Like Indiana Jones on a crusade, doctors are on a quest for the holy grail of heart transplantation — and are gettingclose.
Advancements in anti-rejection drugs that have fewer severe side effects, longer survival rates for pediatric and adult heart transplant patients, and new devices are a few of the steps forward in treating patients with coronary heart disease and other defects. Many of the advancements are taking place at institutions like Miami-Dade’s Jackson Memorial Hospital and University of Miami, and Broward County’s Memorial Healthcare and the Cleveland Clinic.
“The best of all worlds is when we put in a heart transplant, or any organ, and some way induce the body to accept that organ without anti-rejection medications. That is the holy grail of transplantation and is something we have been working on for years, including myself in the research area, and we see the end of the tunnel now,” said Dr. Si Pham, chief of the Division of Heart and Lung Transplantation at the University of Miami Miller School of Medicine.
Heart transplantation, first performed successfully on an adult by South African cardiac surgeon Christiaan Barnard in 1967, gained traction in the 1980s. The United States leads the world in number of transplants performed — about 2,000 or more per year, according to the International Society of Heart & Lung Transplantation (ISHLT). But the procedures aren’t rising significantly because donors with suitable hearts remain in limited supply.
Jackson began performing heart transplants in 1984 and performs 27 to 30 annually.
“The reasons for the small numbers are that in our society heart disease is quite prevalent,” Pham said. “Even a 70-year-old can donate a kidney or liver, but not a heart because of coronary heart disease. Most of our donors come from a limited pool of younger donors who don’t have heart disease.”
Memorial Regional’s Joe DiMaggio Children’s Hospital performed its first heart transplant in December 2010 and has transplanted eight since, said Dr. Maryanne Chrisant, medical director of the heart transplant and cardiomyopathy programs. “Cardiac transplantation is still regarded as not experimental but certainly more extreme care, and it may not be the right therapy for everyone or every family,” she said.
The average waiting period for a patient to receive a new heart is about two to three months, Chrisant said, but the wait can extend to six months or more.

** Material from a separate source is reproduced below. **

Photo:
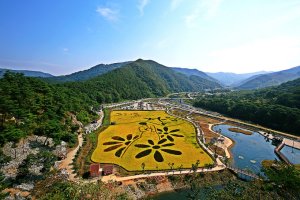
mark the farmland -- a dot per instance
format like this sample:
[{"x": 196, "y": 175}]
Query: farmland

Chrisant cited figures on the half-life for patients who have received heart transplants — meaning how long the transplanted heart will function properly before requiring another transplant. For infants, it’s about 19 years; for children 17 and under, about 16 years.
“These are kids who would have died without transplants and it doesn’t mean they will wake up in 12 years and the heart will conk out. It means folks receiving heart transplants should ‘take heart’ because there’s an opportunity to have a relatively normal life span.”
For adults, a new heart will last about about 13 years but varies. “If they are obese or diabetic, it’s likely — even post-transplant — they will have some issues. Put in context, kids are pretty good about living purely and not having bad habits. There is the potential to need another heart and we counsel parents about that and tell them about all the risks.”